Growing up LGBT in a world that constantly shifts forward and backward on how it tolerates you, it's hard to know where you stand with the people around you.
“A lot of people just assume,” said Claude Stikeleather, 18. “I have short hair and I dress kinda masculine, so everyone is just like, ‘Oh that's a gay girl, thats whats happening.There is a lesbian. But then it’s deeper than that ...not just a lesbian babey.”
Like most teens, Stikeleather puts some thought into how they dress. On a recent evening, Stikeleather rustles through a closet at their home in Durham.
“What do I wanna convey? That I’m funky and I’m fresh,” Stikeleather said.
Stikeleather dresses very distinctly. Their closet is full of loud button-down shirts and jackets, many, many jackets.
“I have my jackets here, this is my mom’s varsity jacket, a jean jacket, because what
kind of gay would I be if I didn’t have a jean jacket,” Stikeleather said. “I have a military jacket…This is my favorite…. It’s reversible!”
Stikeleather holds up a black and silver windbreaker, which speaks to their 80’s fashion sense.
I’ve known Stikeleather for a while, and they’ve always been someone who’s inspired me. Stikeleather identifies as non-binary – they describe it as outside of the categories of woman or man. Stikeleather uses they/them pronouns. They’re trans, but not in the way many people would expect.
“I know a lot of people think of trans as male to female or female to male, like you were in one box and you're going into another box,” Stikeleather said. “Not that it's wrong to go into another box, but I feel like trans, personally, is a word that applies to anyone that doesn't identify with the gender they were assigned at birth.”
I met Stikeleather the summer of 2014 at Girls Rock NC, a summer camp for girls and gender nonconforming teens that want to make music.
“I was 14 the first time I went so I was kinda on the old end,” Said Stikeleather. “I remember that was the first place I went where they asked me what pronouns I used, and I was so excited about that. I lost my mind, It was incredible. I was like, ‘Oh, they care? This is so good.’ And they just let me play bass a lot.”
Stikeleather and I both played the the bass when we met.
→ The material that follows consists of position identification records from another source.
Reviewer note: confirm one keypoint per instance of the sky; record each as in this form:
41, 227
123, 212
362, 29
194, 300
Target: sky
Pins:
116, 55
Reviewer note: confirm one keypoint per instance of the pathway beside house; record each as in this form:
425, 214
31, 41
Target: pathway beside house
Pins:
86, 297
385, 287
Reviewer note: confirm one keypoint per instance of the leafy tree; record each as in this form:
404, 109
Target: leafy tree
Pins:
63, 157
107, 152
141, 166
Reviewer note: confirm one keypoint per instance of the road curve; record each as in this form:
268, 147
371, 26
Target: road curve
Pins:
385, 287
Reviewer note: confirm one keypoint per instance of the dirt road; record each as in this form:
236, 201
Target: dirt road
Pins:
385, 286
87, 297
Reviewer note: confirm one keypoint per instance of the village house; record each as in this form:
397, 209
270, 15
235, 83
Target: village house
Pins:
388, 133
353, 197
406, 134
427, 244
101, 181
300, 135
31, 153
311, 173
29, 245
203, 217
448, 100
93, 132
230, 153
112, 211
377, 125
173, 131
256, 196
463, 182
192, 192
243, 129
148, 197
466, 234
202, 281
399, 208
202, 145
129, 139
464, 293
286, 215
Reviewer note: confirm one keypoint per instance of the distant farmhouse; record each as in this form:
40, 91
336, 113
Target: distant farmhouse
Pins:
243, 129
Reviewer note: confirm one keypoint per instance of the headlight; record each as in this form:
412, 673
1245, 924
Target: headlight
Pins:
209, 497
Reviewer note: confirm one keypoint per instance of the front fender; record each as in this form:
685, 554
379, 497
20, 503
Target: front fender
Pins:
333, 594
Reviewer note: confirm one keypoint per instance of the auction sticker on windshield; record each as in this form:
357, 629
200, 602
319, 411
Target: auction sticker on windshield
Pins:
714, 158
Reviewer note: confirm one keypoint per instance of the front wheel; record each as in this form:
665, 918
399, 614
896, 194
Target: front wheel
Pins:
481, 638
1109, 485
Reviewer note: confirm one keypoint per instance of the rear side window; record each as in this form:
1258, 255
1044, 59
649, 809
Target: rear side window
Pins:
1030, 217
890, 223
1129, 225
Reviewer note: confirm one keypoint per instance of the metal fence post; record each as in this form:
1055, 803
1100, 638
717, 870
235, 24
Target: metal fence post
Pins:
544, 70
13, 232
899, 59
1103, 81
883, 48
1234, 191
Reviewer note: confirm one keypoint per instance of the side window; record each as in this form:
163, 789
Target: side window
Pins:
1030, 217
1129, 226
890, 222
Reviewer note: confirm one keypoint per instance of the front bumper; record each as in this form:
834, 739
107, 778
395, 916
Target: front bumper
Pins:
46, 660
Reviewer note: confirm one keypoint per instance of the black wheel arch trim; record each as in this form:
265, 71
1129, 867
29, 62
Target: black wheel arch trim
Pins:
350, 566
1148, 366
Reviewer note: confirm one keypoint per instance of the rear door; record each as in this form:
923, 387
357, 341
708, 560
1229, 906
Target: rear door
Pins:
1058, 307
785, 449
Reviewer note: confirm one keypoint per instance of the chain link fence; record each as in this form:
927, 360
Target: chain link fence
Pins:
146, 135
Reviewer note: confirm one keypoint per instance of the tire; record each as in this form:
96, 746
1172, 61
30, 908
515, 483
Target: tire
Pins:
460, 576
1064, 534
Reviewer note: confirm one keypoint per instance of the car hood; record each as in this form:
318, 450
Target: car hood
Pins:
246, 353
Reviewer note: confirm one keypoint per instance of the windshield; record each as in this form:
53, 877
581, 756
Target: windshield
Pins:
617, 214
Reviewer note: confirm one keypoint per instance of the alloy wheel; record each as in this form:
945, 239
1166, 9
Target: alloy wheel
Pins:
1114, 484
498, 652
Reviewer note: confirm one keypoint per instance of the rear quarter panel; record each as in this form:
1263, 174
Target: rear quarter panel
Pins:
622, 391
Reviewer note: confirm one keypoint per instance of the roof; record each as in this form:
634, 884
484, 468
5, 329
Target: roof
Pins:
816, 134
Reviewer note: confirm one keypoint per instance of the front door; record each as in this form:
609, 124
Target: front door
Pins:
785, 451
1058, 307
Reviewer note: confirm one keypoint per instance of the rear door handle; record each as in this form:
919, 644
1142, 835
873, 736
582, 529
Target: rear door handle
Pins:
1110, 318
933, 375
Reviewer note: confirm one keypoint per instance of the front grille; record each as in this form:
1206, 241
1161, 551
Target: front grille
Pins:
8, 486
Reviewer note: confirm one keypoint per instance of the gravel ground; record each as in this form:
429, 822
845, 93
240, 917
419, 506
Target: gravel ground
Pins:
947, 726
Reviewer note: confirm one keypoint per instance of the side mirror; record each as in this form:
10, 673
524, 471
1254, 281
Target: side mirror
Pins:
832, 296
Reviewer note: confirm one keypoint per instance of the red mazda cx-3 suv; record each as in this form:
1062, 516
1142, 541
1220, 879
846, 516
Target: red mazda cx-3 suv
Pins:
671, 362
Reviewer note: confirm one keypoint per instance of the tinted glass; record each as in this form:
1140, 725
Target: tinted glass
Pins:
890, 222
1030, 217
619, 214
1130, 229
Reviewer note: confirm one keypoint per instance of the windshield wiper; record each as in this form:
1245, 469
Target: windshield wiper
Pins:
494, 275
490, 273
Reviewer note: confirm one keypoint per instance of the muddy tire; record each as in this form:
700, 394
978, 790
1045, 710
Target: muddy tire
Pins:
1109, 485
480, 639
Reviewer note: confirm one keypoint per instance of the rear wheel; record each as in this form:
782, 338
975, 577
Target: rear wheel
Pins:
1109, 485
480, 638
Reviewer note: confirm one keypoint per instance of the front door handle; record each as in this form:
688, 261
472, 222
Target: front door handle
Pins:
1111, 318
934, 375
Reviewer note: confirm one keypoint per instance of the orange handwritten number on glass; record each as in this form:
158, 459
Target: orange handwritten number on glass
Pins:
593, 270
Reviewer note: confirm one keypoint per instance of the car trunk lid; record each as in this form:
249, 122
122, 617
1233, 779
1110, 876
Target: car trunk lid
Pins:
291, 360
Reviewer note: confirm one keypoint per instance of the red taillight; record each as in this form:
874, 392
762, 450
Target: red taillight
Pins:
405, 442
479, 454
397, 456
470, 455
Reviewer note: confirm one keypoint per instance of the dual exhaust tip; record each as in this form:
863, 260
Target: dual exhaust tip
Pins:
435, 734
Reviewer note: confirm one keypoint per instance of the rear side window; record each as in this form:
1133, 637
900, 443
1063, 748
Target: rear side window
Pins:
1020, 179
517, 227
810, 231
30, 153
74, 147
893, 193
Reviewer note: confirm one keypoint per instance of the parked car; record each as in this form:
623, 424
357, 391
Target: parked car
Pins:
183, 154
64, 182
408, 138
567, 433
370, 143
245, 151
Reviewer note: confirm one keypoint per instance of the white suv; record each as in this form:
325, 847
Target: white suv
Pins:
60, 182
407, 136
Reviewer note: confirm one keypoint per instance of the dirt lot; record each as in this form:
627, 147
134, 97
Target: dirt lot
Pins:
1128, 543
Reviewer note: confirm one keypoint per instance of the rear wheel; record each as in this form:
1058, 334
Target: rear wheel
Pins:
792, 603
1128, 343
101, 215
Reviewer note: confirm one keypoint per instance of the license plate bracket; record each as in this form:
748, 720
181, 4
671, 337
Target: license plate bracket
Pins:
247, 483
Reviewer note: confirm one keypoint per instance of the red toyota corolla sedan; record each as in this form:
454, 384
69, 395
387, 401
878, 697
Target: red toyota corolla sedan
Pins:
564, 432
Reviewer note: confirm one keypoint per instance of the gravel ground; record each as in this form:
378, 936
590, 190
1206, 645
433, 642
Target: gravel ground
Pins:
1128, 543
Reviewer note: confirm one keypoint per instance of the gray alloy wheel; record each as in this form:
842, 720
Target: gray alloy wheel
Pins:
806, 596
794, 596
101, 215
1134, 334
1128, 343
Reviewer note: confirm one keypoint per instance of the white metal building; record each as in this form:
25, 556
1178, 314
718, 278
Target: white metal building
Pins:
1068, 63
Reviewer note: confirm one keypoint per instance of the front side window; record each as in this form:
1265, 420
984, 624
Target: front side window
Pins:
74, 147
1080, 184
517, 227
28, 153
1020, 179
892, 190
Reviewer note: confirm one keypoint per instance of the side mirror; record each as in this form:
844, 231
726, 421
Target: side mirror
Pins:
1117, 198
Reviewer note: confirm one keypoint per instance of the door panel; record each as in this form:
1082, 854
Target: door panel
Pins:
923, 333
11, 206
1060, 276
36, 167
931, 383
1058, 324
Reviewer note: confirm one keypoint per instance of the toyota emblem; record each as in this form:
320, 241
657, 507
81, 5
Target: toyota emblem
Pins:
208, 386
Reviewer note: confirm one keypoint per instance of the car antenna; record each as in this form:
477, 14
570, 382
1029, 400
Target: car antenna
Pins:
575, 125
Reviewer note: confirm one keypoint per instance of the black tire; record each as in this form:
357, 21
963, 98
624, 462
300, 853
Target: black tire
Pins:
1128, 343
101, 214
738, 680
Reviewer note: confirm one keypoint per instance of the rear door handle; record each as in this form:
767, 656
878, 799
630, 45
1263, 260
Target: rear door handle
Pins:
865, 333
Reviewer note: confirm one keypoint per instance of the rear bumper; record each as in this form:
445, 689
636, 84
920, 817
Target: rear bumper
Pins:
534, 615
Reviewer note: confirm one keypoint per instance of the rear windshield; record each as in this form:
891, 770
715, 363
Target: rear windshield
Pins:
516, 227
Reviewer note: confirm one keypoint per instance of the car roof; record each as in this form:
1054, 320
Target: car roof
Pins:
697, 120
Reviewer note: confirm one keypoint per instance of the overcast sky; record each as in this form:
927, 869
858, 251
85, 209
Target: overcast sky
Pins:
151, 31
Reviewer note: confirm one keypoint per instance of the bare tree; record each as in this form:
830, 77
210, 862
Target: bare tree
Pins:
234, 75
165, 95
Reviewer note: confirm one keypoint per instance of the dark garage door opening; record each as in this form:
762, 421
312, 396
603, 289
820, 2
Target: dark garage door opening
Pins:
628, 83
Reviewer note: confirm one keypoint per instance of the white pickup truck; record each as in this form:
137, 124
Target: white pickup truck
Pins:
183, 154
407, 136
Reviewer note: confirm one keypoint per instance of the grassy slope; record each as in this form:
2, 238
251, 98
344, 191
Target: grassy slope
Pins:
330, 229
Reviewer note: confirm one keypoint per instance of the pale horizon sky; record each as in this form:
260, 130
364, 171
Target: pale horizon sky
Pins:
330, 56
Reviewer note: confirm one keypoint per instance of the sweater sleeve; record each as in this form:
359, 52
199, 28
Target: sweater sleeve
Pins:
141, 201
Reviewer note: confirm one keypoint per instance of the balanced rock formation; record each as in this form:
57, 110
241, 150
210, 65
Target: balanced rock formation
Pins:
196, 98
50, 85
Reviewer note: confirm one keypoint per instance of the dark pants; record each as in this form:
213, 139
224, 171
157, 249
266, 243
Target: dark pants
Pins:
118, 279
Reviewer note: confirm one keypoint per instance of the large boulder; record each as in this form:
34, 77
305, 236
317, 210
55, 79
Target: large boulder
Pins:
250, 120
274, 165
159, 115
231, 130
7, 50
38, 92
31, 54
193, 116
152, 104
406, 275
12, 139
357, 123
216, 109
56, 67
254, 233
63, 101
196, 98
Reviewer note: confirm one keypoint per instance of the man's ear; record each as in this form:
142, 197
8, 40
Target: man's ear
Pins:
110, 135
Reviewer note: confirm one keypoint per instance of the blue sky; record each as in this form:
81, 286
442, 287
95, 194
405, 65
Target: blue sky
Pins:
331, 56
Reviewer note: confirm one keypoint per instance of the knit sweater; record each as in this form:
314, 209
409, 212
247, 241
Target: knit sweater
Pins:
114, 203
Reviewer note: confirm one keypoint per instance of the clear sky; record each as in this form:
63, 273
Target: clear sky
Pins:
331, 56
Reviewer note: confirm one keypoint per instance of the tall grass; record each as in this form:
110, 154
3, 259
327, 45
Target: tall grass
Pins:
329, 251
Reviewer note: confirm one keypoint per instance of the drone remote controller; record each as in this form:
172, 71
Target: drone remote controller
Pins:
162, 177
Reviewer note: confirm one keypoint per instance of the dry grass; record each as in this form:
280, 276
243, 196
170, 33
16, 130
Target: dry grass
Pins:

They still play in the same band from girls rock, Fish Dad. I think they’re really good. Earlier this summer, I went to a show they played at the Local 506 in Chapel Hill.
During the show, Stikeleather stands center stage, with a rainbow bass strap and glitter on their face. Playing music gives Stikeleather a chance to present themselves to the world without having to compromise on who they are. And their bandmates are always there to talk.
“They definitely understand all the things I go through and talk about… It’s a very safe, good space,” Stikeleather said.
Stikeleather has always been uncomfortable with what they call the “girl box.”
“I was in there for a while, and then... I just didn't feel it anymore, and then I did get in the boy box a little bit,” Stikeleather said. “And then I was like, mmmm, I think that was just a reaction to being like, ‘I’m not in the girl box, let me jump in the boy box a little bit’.”
The girl box is something I have struggled with, too. I don’t want to be confined to anyone’s expectations of how I should behave or present myself. Stikeleather is somebody I’ve looked up to as someone who refuses to conform.
“I just feel like the two boxes of what gender can be, neither of them particularly make sense for me, and I don’t feel comfortable being strictly either one,” said Stikeleather. “I feel really great existing outside of that...It’s not because I wanna be unique, or a special snowflake or whatever. It's not a choice I made. It's just a thing in my heart and my brain and my soul.”
Stikeleather is going off to college this fall. They’re sharing a dorm with three other trans students. They are excited about making new friends -- even if it means explaining their identity to a bunch of new people.
”I feel like I can become, just a different version of myself, a different way of representing my transness to the outside world,” they said.
Stikeleather sounds optimistic, but, they still have to work through some anxiety about how they’ll navigate their identity with new people. And that includes correcting people on their pronouns.
“It's scary,” says Stikeleather. “To people I know I’m very much like ‘gender, gender, gender. Let's talk about gender issues!’ It’s like ‘Oh I’m really quiet until you get to know me, then I talk a lot.’ I’m like that with transness, so maybe I’ll just be loud all the time with that in college. That’s what I hope I do….then I’ll just be living my wildest best life.”